You stated that it is probable that it is one kilogram of gold. Is this truly a possibility? Heit reacted. Yes, of course it’s feasible. Nobody believes that many individuals perceive, at the appropriate moment, that they can join us.
We currently have a market valuation of approximately $300 million as of the previous week or two weeks. And now there are about a billion of us.
Is it not yet understood?
And when the mainnet is implemented, which will occur very soon, within a few months we will have a market capitalization of over $200 billion. After months of Heit and Seiz promoting Karatbars’ KBC, the KBC Ponzi coin dropped 62% following the hype event on July 4, 2019.
Heit, not Harald Seiz, was sent to address and explain the collapse to irate investors. KBC continued to leak throughout the subsequent months until it was eventually abandoned.
Heit had cashed out, left Karatbars, and launched his own Ponzi offshoot, GSPartners, before the end of 2019. The GSPartners Ponzi coins have performed no better than those of KBC.
G999 is supported by wash trading, which I believe is steadily depleting GSPartners’ second Ponzi scheme, LYS. G999 is being washed at approximately 0.002413. At $66.78, LYS continues to drain.

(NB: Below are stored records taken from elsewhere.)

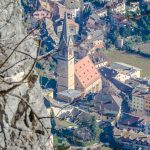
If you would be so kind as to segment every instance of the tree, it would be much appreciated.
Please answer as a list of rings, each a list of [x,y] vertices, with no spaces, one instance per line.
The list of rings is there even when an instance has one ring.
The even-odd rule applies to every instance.
[[[39,56],[41,40],[37,45],[33,33],[41,22],[24,27],[23,11],[20,1],[0,0],[0,149],[42,150],[50,120],[35,65],[53,53]]]

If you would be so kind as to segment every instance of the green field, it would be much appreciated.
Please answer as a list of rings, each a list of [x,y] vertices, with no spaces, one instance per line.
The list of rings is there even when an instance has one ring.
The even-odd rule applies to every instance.
[[[121,51],[104,51],[109,57],[109,62],[124,62],[142,69],[141,76],[150,77],[150,59],[135,54],[128,54]]]

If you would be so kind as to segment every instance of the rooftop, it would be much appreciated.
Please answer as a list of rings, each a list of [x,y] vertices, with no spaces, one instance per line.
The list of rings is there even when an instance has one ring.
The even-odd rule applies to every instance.
[[[80,8],[80,0],[65,0],[64,5],[67,9],[78,9]]]
[[[122,69],[122,70],[136,70],[136,71],[141,70],[140,68],[137,68],[137,67],[134,67],[134,66],[122,63],[122,62],[112,63],[111,68],[113,68],[113,69]]]
[[[84,57],[75,64],[75,76],[85,88],[100,79],[100,74],[89,56]]]
[[[133,93],[133,95],[137,96],[137,97],[141,97],[141,98],[146,99],[146,100],[150,100],[150,92],[135,91]]]
[[[78,90],[66,90],[66,91],[62,91],[58,93],[59,95],[63,95],[65,97],[71,98],[71,99],[75,99],[81,96],[81,92]]]

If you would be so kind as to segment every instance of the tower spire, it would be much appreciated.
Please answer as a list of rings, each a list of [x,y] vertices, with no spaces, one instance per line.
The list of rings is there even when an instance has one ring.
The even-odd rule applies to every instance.
[[[65,43],[68,45],[69,38],[70,38],[70,31],[69,31],[69,24],[68,24],[68,16],[67,16],[67,12],[65,12],[63,30],[62,30],[60,42],[65,41]]]

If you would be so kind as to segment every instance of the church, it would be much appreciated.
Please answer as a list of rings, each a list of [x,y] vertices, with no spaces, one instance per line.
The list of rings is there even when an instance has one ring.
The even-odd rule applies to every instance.
[[[100,73],[89,56],[85,56],[75,64],[73,37],[65,13],[57,57],[57,96],[73,101],[81,95],[97,93],[101,88]]]

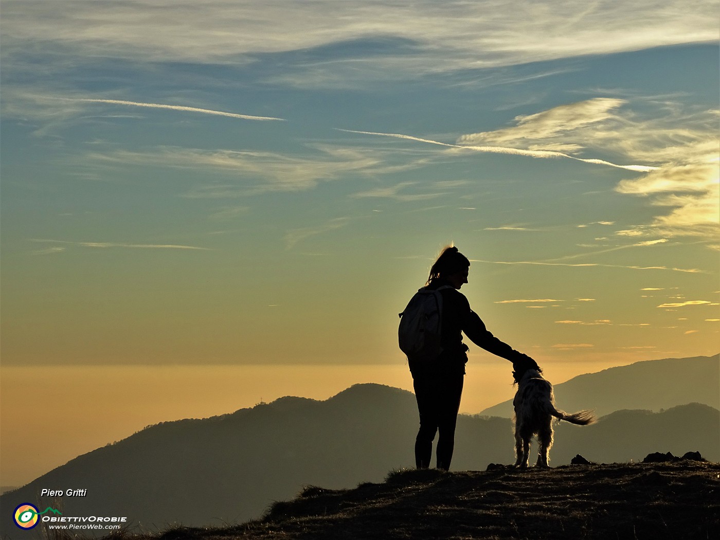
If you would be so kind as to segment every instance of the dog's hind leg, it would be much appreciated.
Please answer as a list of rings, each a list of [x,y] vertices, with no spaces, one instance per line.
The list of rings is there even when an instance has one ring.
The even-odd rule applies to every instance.
[[[538,433],[538,443],[539,449],[538,450],[538,462],[536,467],[549,467],[550,448],[552,446],[552,427],[549,430],[545,429]]]

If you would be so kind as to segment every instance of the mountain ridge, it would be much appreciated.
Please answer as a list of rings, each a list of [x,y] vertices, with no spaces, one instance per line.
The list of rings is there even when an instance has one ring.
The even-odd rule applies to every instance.
[[[0,503],[11,510],[24,502],[42,505],[48,500],[37,496],[38,488],[74,486],[89,496],[65,499],[66,510],[127,516],[150,530],[246,521],[305,485],[344,489],[411,467],[417,414],[411,392],[369,383],[323,401],[286,396],[210,418],[161,423],[79,456],[3,495]],[[558,424],[551,464],[576,454],[623,462],[690,449],[720,461],[719,442],[720,411],[708,405],[618,410],[593,426]],[[513,445],[508,419],[460,415],[451,469],[510,463]],[[6,519],[3,528],[12,527]]]
[[[603,415],[619,409],[658,411],[693,402],[720,408],[720,385],[708,384],[718,380],[720,354],[644,360],[578,375],[554,384],[553,390],[559,408],[568,412],[593,409]],[[480,414],[512,418],[513,400]]]

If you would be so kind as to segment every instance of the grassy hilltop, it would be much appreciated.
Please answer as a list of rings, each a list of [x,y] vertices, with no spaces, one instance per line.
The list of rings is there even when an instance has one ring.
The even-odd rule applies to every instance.
[[[716,539],[720,464],[687,460],[441,472],[351,490],[306,487],[260,520],[176,528],[161,540]],[[117,538],[116,536],[115,538]]]

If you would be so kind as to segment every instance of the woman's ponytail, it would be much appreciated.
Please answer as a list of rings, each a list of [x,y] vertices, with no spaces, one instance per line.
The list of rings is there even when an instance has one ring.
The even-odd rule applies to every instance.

GEUR was launched earlier this month as a result of the continuous failure of G999 and LYS to take off. GSPartners and Heit symbolize the euro-pegged GEUR currency. It is thought that GEUR was developed because GSPartners investors no longer desired to hold G999 and LYS.
GEUR does not exist outside of GSPartners as of the publication date. GSPartners uses GEUR to support its most recent 300% ROI Ponzi scheme, metaverse certificates.
In the event that GSPartners and Saunders achieved a settlement, it has not been made public. Other than wrongly saying that Heit was not involved in the Karatbars KBC scam, Saunders has not recanted any of his GSPartners-related statements.
The court authorized the GSPartners plaintiff’s Stipulation of Dismissal on August 2nd. This concludes GSPartner’s harassment lawsuit against Saunders.